Olivera and Valencia worked for the alleged leader, Jorge Rojas, a former member of the Tijuana cartel whose brother was killed by cartel bosses. Vowing revenge, Rojas moved his cell to San Diego County, where his gang began trafficking drugs and kidnapping and killing rivals, according to U.S. law enforcement officials.
The rampage alarmed authorities in San Diego, which had been largely spared of spillover violence. From 2004 to 2007, the gang is believed to have slain nine people and attempted to kill a Chula Vista police officer by firing high-caliber rounds into his vehicle.
Gang members donned police uniforms and bullet-proof vests, kidnapped people off the streets and recruited members in Mexico who were experts at disposing of bodies, according to authorities. They often scattered toothpicks next to their victims as a calling card.
“They’re trained assassins,” Deputy Dist. Atty. James Fontaine said. “These are guys who could blend in, drive nice cars, go into fancy restaurants and rent nice houses where they could hold victims.... The body count they amassed speaks to how dangerous they were.”
Olivera and Valencia both had a role in the murders of two men who were lured to a two-story house in San Diego’s Paradise Hills neighborhood under the guise of a drug deal. Instead, they were kidnapped, held for ransom for two weeks and then strangled.
Their bodies were dissolved in two 55-gallon drums of lye in a room off the kitchen.
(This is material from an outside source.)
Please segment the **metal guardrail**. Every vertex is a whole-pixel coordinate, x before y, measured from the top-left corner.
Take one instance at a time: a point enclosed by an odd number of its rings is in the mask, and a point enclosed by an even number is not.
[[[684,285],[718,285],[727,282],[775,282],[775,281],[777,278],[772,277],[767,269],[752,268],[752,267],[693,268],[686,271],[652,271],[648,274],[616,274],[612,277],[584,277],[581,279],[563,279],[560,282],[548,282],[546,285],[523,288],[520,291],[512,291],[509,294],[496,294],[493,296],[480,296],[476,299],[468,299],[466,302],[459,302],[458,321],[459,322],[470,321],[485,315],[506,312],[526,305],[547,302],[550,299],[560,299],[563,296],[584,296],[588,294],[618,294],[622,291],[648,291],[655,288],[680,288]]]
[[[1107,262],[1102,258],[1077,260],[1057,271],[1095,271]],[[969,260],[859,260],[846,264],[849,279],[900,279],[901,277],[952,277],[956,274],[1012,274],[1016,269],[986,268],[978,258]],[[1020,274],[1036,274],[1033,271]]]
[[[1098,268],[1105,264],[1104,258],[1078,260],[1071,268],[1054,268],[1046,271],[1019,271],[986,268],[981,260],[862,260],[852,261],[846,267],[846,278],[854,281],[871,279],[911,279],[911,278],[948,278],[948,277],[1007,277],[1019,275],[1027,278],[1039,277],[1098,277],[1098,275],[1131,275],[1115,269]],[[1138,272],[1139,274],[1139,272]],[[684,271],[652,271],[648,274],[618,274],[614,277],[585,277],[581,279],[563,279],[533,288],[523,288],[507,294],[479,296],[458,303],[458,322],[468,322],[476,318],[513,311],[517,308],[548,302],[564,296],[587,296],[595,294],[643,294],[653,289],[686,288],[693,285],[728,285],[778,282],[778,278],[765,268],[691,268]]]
While the remains dissolved over two days, gang members barbecued meats in the backyard to disguise the odors drifting over the residential neighborhood, Fontaine said.
Olivera’s primary job for the gang was to guard stash houses used to hold kidnapping victims. When FBI agents raided a stash house in the San Diego suburb of Chula Vista in 2007, Valencia put on a blindfold and handcuffs, trying to play a victim. The actual victim, a champion off-road racer from Baja California who had been held for eight days, later identified his captor.
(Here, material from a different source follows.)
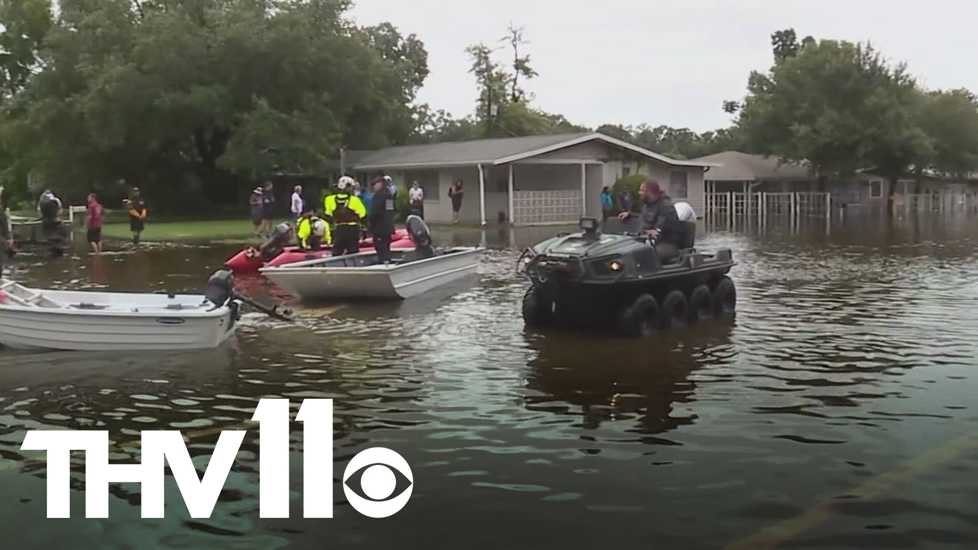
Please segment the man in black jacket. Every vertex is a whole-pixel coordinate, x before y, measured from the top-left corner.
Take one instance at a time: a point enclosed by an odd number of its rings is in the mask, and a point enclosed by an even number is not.
[[[655,251],[659,253],[659,259],[665,263],[676,258],[683,243],[683,226],[672,200],[659,188],[658,182],[651,178],[642,182],[639,196],[645,204],[641,214],[642,229],[655,239]],[[626,219],[630,215],[634,214],[622,212],[618,217]]]
[[[394,234],[394,198],[383,178],[374,180],[374,200],[371,203],[370,232],[379,263],[390,261],[390,237]]]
Valencia, a Tijuana native, was responsible for finding suitable victims, often focusing on people with a criminal past who would not summon authorities. A common tactic was to lure victims with the promise of sex. One young woman used by the gang as “bait” in the Chula Vista case also faces kidnapping charges.
Both defendants face maximum terms of life in prison without parole when they are sentenced this summer. Ramos, the alleged gang leader, is scheduled to go to trial later this year. He is already serving a life term in prison after his conviction in 2008 on a kidnapping charge.
Six others indicted in the case remain fugitives.